Hi All, Trying to use gemma with BitsAndBytes config for quanitzation. Then further wrapping in pytorch lighning module, and inferencing with ddp strategy continiously getting error of:
RuntimeError: Expected all tensors to be on the same device, but found at least two devices, cuda:1 and cuda:0!
Same issue been experienced with LLamaFroConditionalGeneration. For Reference, not passing quntization_config on initialization as(.from_pretrained) rest of code is exactly same, everything works correctly.

Code for reference:

bnb_config = BitsAndBytesConfig(
        load_in_4bit=True,
        bnb_4bit_quant_type="nf4",
        bnb_4bit_compute_type=torch.bfloat16
)

gemma = PaliGemmaForConditionalGeneration.from_pretrained(FINETUNED_MODEL_ID, 
                                                          quantization_config=bnb_config
                                                          )

model = gem(model = gemma, processor = processor, config = config)

trainer = Trainer(
    accelerator='gpu',
    devices=7,
    strategy='ddp', 
    # fast_dev_run=True,
)
predictions = trainer.predict(model, dataloaders=dm.val_dataloader())

gem is just pytorch lighning wrapper, that works!!! without bits and bytes config.

Please let me know if anyone experiencing issue with this as well

1 Like

maybe.

model = gem(model = gemma, processor = processor, config = config)
model.to("cuda")

Same error, tried with, both:
gemma =

PaliGemmaForConditionalGeneration.from_pretrained(FINETUNED_MODEL_ID, 
                                                          quantization_config=bnb_config,
                                                            device_map = 'cpu'
                                                          )

RuntimeError: Expected all tensors to be on the same device, but found at least two devices, cuda:1 and cpu! (when checking argument for argument index in method wrapper_CUDA__index_select)

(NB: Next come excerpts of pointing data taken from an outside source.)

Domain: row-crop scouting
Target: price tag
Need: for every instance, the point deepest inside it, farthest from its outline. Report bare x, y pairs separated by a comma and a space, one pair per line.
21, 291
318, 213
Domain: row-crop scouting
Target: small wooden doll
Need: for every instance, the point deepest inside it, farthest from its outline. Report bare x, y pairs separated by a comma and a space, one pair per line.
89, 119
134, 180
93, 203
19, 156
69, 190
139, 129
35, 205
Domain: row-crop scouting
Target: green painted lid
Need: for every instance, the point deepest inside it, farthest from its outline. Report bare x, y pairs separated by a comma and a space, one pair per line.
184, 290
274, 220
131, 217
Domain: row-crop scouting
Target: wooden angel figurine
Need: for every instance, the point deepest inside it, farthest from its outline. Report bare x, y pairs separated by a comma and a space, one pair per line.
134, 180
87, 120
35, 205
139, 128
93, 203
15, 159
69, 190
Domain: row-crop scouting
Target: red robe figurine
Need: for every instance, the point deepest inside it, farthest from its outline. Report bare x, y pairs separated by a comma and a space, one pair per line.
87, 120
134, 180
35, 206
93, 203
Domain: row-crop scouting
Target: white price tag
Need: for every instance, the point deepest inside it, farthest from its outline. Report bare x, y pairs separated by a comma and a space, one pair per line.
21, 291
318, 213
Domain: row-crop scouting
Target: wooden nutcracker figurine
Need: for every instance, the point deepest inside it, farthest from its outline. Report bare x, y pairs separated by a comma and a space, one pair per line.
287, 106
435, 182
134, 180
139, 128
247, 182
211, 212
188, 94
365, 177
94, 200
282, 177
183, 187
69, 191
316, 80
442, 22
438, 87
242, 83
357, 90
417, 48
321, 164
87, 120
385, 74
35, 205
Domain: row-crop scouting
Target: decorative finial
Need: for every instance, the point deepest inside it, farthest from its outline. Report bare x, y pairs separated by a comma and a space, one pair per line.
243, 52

How about this. Anyway, as long as all the models and model components are .to(“cuda”) before the function that is giving the error, it should be fine. If you have LoRA or something outside of this code, you can send that to CUDA as well.

bnb_config = BitsAndBytesConfig(
        load_in_4bit=True,
        bnb_4bit_quant_type="nf4",
        bnb_4bit_compute_type=torch.bfloat16
)

gemma = PaliGemmaForConditionalGeneration.from_pretrained(FINETUNED_MODEL_ID, 
                                                          quantization_config=bnb_config,
                                                          device_map="auto"
                                                          ).to("cuda")

model = gem(model = gemma, processor = processor, config = config)

trainer = Trainer(
    accelerator='gpu',
    devices=7,
    strategy='ddp', 
    # fast_dev_run=True,
)
predictions = trainer.predict(model, dataloaders=dm.val_dataloader())